Unfortunately, there are several problems with this.
First: it isn’t young earth creationism; it’s day-age creationism pretending to be young earth creationism. You still end up with the simplest, most obvious reference frame showing that light from distant stars has taken billions of years to travel towards us. Since YEC insists that the days of creation have to be 24 hour solar days of Earth time in Earth’s reference frame, Lisle’s ASC simply is not consistent with that insistence.
Second: It doesn’t account for the fact that light from distant stars arrives showing us things such as this:
This is a photograph from the Hubble Space Telescope showing two galaxies in collision with each other. Besides being about 300 million light years away, these two galaxies are about 100,000 light years from one side of the left hand one to the end of the “tail” of the right hand one, and are colliding with each other at a rate of a couple of hundred kilometres a second or so.
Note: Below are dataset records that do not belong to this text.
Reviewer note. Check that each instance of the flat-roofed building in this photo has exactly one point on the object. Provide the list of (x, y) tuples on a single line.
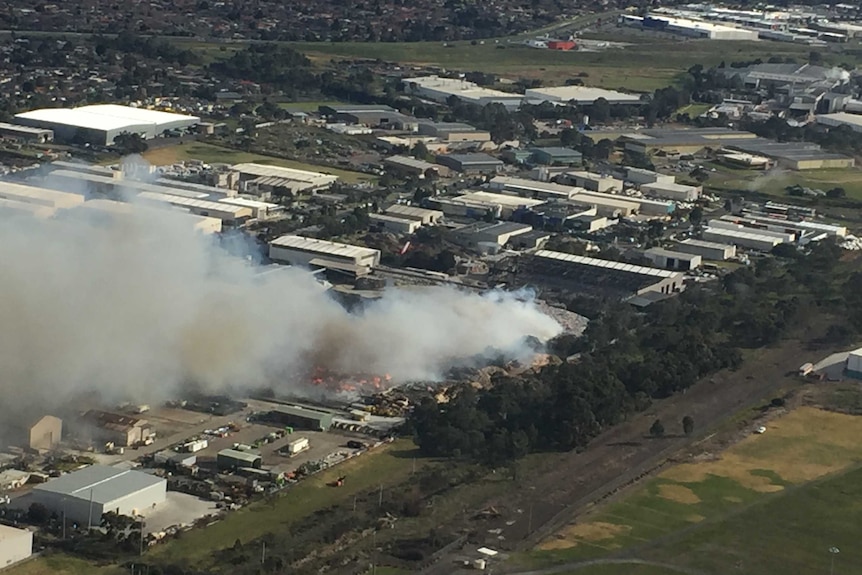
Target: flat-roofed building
[(671, 260), (39, 196), (593, 182), (87, 494), (673, 191), (304, 251), (423, 215), (714, 251)]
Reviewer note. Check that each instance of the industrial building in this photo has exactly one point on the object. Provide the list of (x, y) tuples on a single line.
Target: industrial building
[(85, 495), (753, 241), (27, 194), (25, 134), (393, 224), (411, 166), (234, 459), (671, 260), (471, 163), (672, 191), (260, 179), (424, 216), (532, 188), (555, 156), (593, 182), (301, 417), (439, 89), (121, 430), (593, 275), (580, 96), (15, 545), (304, 251), (707, 250), (100, 124)]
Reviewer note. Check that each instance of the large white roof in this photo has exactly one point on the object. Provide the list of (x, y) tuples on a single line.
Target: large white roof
[(106, 117)]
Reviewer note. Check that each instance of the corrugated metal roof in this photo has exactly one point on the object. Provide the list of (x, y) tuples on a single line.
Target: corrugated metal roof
[(107, 483)]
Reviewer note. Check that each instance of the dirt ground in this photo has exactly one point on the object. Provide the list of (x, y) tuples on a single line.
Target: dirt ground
[(550, 498)]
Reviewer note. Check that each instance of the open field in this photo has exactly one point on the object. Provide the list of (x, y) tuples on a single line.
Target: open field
[(210, 154), (747, 504), (390, 464)]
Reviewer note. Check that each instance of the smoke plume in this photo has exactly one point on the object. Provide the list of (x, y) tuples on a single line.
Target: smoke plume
[(138, 306)]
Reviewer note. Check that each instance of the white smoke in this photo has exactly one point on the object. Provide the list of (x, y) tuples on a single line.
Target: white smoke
[(139, 306)]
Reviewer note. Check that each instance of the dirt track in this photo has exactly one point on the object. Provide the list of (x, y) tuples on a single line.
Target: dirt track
[(546, 501)]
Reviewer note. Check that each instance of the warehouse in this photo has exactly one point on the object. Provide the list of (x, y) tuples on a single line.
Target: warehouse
[(471, 163), (412, 166), (672, 191), (670, 260), (261, 179), (39, 196), (227, 213), (15, 545), (393, 224), (593, 182), (234, 459), (580, 96), (707, 250), (499, 233), (592, 275), (440, 90), (502, 205), (753, 241), (303, 251), (301, 417), (100, 124), (555, 156), (532, 188), (85, 495), (424, 216), (25, 134)]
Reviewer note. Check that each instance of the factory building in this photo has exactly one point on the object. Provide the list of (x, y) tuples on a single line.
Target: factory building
[(439, 89), (707, 250), (100, 124), (121, 430), (670, 260), (15, 545), (85, 495), (27, 194), (593, 182), (411, 166), (301, 417), (555, 156), (303, 251), (25, 134), (580, 96), (227, 213), (672, 191), (260, 179), (393, 224), (424, 216), (234, 459), (471, 163), (532, 188), (753, 241), (593, 275)]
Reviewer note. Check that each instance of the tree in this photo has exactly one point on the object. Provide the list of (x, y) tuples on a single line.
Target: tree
[(687, 425)]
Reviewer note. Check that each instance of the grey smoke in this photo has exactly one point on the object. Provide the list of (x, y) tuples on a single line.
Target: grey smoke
[(139, 306)]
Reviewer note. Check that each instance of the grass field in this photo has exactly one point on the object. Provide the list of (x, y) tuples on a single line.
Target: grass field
[(390, 465), (741, 505), (216, 154)]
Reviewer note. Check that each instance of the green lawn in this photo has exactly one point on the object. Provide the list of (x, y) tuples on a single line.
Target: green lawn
[(216, 154), (388, 466)]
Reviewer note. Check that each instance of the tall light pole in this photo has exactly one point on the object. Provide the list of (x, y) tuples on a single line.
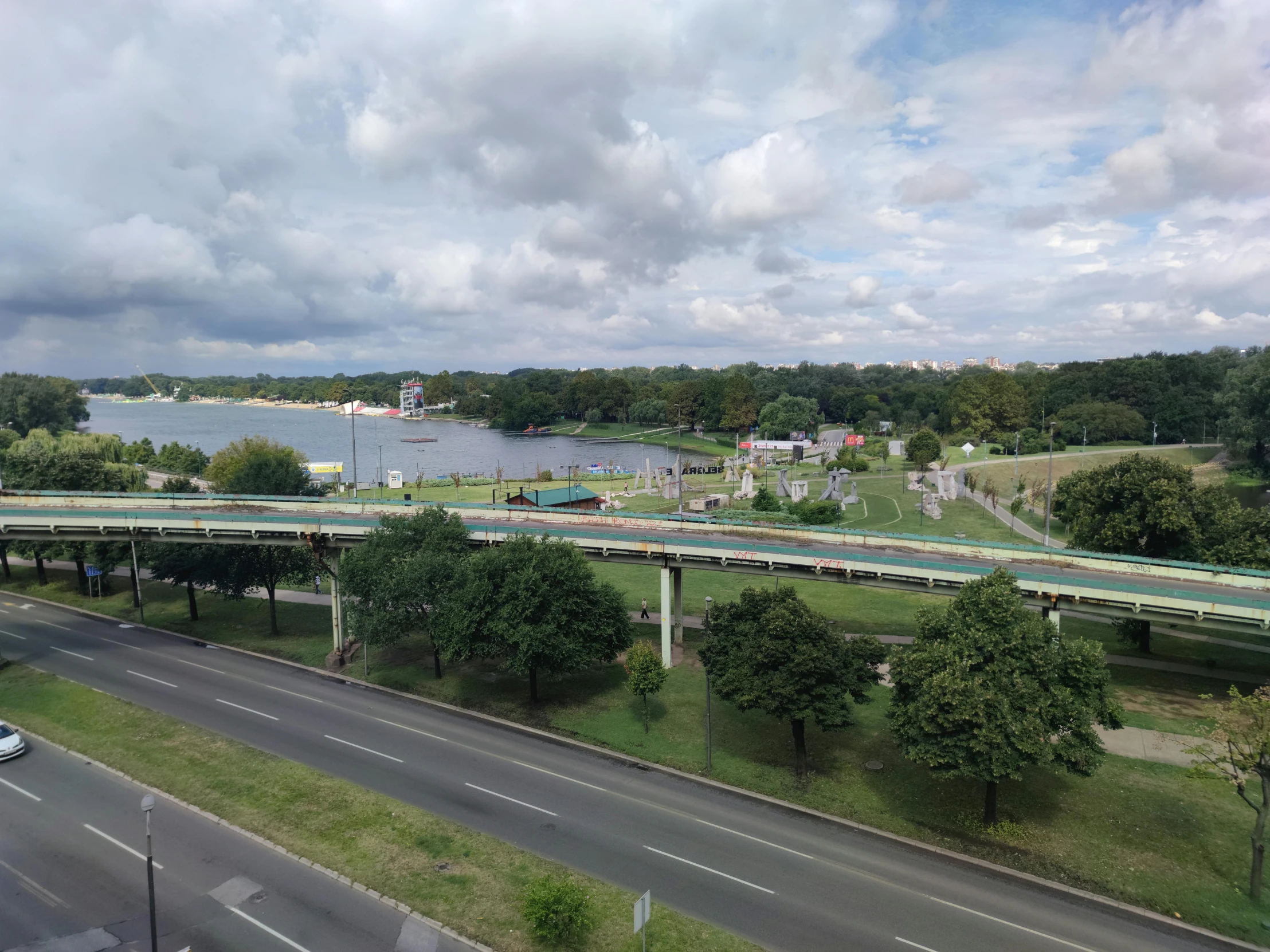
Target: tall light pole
[(148, 804), (1049, 481), (705, 625), (352, 416)]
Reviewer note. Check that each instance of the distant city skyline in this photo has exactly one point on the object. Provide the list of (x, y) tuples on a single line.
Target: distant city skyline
[(346, 187)]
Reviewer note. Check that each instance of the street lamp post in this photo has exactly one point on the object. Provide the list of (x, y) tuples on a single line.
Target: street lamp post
[(148, 804), (705, 626), (352, 416), (1049, 481)]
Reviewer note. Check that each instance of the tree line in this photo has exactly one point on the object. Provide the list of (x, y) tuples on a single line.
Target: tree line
[(1167, 398)]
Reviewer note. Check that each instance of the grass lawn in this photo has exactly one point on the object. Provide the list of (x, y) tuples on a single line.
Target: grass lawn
[(371, 838), (1139, 832)]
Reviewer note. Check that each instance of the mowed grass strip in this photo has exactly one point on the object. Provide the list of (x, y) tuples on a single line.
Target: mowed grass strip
[(389, 845)]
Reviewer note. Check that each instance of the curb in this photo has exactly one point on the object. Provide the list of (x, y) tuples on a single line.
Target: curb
[(1156, 919), (263, 842)]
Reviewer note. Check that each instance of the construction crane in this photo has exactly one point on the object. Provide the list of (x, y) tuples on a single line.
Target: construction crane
[(148, 380)]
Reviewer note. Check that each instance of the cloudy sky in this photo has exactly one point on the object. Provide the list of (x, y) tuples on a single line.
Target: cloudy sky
[(222, 186)]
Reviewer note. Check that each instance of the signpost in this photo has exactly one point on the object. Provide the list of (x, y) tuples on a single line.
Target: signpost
[(643, 910)]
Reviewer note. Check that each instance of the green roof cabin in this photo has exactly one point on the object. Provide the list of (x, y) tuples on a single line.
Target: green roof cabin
[(567, 498)]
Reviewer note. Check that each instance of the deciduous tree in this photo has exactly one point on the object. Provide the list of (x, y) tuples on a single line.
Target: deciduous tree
[(645, 674), (769, 651), (1238, 752), (403, 571), (989, 689)]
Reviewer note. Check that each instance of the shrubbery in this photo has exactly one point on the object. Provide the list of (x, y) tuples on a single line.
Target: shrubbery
[(558, 910)]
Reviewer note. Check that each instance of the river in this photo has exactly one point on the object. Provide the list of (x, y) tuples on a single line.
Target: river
[(326, 437)]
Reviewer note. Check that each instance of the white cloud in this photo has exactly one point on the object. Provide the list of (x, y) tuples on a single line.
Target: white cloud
[(775, 177), (475, 183), (940, 183)]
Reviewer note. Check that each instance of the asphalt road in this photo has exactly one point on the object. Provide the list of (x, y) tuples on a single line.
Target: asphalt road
[(73, 876), (784, 882)]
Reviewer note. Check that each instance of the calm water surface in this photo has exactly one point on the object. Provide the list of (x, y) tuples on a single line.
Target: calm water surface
[(326, 437)]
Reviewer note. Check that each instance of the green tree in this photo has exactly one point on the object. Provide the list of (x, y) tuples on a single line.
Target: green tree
[(771, 653), (1139, 506), (645, 673), (403, 569), (1238, 752), (1245, 406), (987, 689), (30, 402), (739, 403), (438, 389), (536, 604), (789, 414), (258, 465), (648, 412), (73, 462), (987, 403), (924, 449), (1100, 423)]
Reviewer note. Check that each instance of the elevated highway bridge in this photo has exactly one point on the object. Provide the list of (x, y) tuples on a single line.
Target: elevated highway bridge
[(1204, 596)]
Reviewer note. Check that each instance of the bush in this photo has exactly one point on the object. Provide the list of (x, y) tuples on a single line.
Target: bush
[(558, 910), (816, 513)]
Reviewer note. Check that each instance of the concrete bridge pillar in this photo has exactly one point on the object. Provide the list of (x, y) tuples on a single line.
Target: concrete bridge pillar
[(667, 613), (679, 606), (337, 608), (1053, 615)]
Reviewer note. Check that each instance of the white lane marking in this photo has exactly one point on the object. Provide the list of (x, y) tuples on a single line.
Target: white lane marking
[(247, 709), (121, 644), (154, 679), (70, 653), (511, 800), (48, 898), (734, 879), (198, 666), (553, 773), (121, 845), (1014, 926), (272, 932), (14, 786), (273, 689), (756, 839), (366, 749), (414, 730)]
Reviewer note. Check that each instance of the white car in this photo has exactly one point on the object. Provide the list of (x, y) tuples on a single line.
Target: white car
[(10, 742)]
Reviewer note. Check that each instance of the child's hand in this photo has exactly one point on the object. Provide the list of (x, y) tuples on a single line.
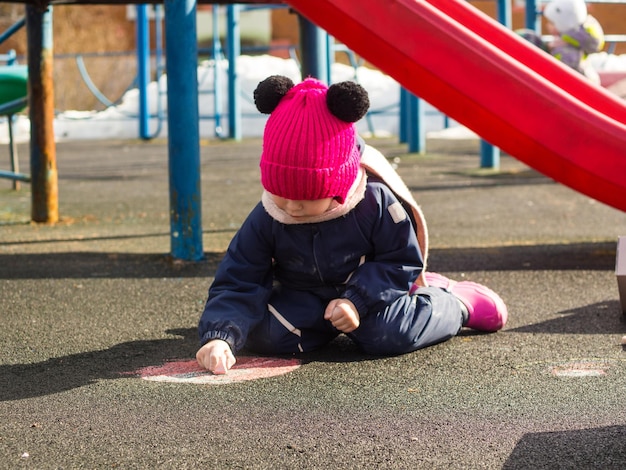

A quick back-of-the-envelope calculation here tells you that they must have been colliding with each other for several hundred million years to get into that configuration. Are we expected to believe that God created these galaxies with the appearance of being in collision with each other when in fact they weren’t?
Third: it makes the maths insanely complicated.
Fourth: it disregards the physical reality of how light actually works. The speed of light is intimately related to the relative strengths of electric and magnetic fields as a result of Maxwell’s Equations, and for light to be travelling infinitely fast towards us in one direction and at c/2 in the other direction would require the electric permittivity of a vacuum and the magnetic permeability of a vacuum to have different values at the same position in space and the same time depending on which way you’re travelling. Given that both these quantities are (a) scalar quantities with no inherent direction to them, and (b) fundamental constants of nature, such a proposition is quite simply patent nonsense.